El 11 de septiembre de 2001, 19 miembros de Al Qaeda secuestraron cuatro aviones comerciales.
Dos se estrellaron contra las Torres Gemelas, provocando posteriormente el derrumbe de los edificios de 110 pisos.
Un tercer aparato impactó contra el Pentágono y un cuarto cayó cerca de Shanksville, Pensilvania, después de que pasajeros se enfrentaran a los secuestradores.
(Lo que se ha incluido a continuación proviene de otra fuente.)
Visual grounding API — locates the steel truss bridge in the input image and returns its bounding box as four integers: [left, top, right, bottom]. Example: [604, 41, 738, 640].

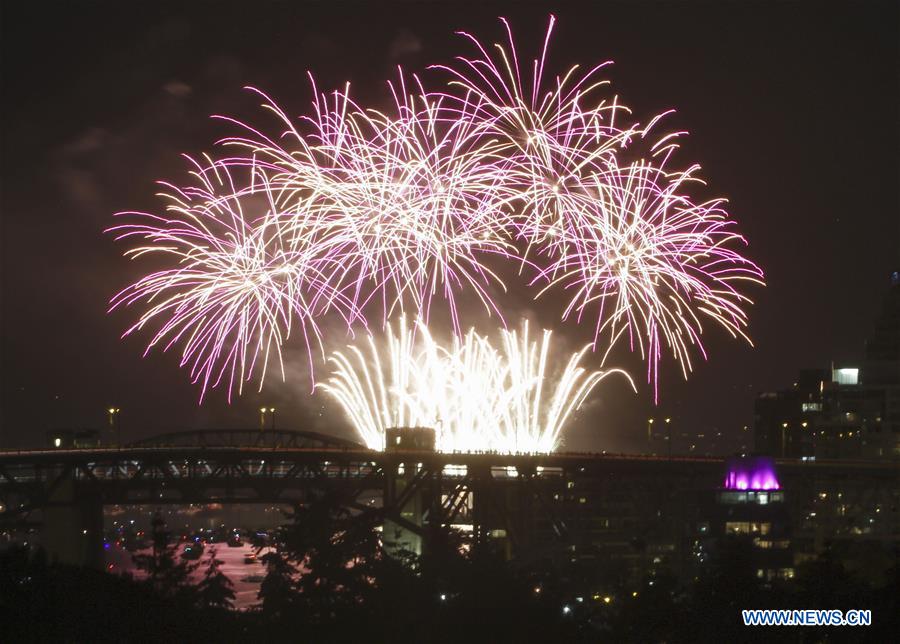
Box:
[0, 430, 900, 564]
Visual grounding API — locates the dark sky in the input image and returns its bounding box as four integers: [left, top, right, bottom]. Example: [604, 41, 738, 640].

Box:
[0, 1, 900, 450]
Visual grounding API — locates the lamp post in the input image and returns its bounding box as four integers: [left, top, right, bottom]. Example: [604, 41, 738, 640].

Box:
[666, 418, 672, 460]
[259, 407, 275, 431]
[106, 407, 122, 445]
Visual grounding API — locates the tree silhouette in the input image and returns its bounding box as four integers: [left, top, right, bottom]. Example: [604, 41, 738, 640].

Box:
[256, 550, 297, 619]
[197, 548, 234, 609]
[132, 513, 200, 601]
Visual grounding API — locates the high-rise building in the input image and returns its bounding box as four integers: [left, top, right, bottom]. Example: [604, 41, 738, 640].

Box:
[754, 273, 900, 459]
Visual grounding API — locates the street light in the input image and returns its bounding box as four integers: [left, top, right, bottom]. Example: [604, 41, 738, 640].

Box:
[106, 407, 122, 445]
[259, 407, 275, 431]
[666, 418, 672, 459]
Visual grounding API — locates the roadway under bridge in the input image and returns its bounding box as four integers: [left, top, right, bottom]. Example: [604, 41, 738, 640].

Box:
[0, 430, 900, 566]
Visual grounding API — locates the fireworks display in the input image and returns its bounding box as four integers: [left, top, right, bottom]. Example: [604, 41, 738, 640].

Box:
[111, 13, 762, 451]
[319, 318, 634, 453]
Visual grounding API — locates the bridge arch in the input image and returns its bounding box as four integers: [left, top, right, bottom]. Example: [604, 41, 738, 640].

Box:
[128, 429, 365, 449]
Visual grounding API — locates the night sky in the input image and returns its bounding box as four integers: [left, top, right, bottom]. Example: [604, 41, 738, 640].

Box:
[0, 1, 900, 450]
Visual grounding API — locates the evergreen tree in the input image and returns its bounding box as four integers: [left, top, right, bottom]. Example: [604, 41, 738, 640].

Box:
[257, 550, 297, 621]
[197, 548, 234, 609]
[132, 513, 199, 600]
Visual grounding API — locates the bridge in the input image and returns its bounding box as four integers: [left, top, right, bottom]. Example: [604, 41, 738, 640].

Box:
[0, 430, 900, 565]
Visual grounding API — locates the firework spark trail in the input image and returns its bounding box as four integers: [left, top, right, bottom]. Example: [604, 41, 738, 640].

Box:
[535, 154, 761, 395]
[109, 160, 347, 401]
[438, 17, 763, 399]
[216, 74, 512, 330]
[318, 319, 634, 453]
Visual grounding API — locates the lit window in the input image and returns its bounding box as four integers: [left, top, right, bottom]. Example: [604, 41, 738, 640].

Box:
[725, 521, 750, 534]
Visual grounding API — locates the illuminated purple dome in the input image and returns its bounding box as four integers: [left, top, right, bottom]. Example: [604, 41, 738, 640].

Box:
[725, 456, 781, 490]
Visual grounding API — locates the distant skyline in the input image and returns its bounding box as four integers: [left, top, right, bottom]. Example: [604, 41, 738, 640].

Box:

Se cree que su objetivo era el Capitolio o la Casa Blanca.
Más de 9,400 muertes posteriores vinculadas al 11-S
Las consecuencias mortales de los ataques no terminaron aquel día.
Más de 9,400 personas han muerto posteriormente debido a enfermedades relacionadas con el 11-S, según el programa federal creado para ofrecer atención médica a los afectados.
Entre ellas se encuentran personas expuestas al polvo, humo y otras sustancias presentes en las zonas afectadas después de los atentados.
Mientras Estados Unidos recuerda el cuarto de siglo de la tragedia, continúa además el proceso judicial contra Jalid Sheikh Mohammed, señalado como el presunto cerebro de los ataques.
Su juicio fue programado recientemente para junio de 2028 en la base naval estadounidense de Guantánamo, Cuba, donde lleva detenido 20 años.
A 25 años de aquella jornada, el reto para familiares, sobrevivientes e instituciones ya no es solo recordar lo ocurrido, sino lograr que su significado permanezca vivo entre quienes conocen el 11-S únicamente como un capítulo de la historia.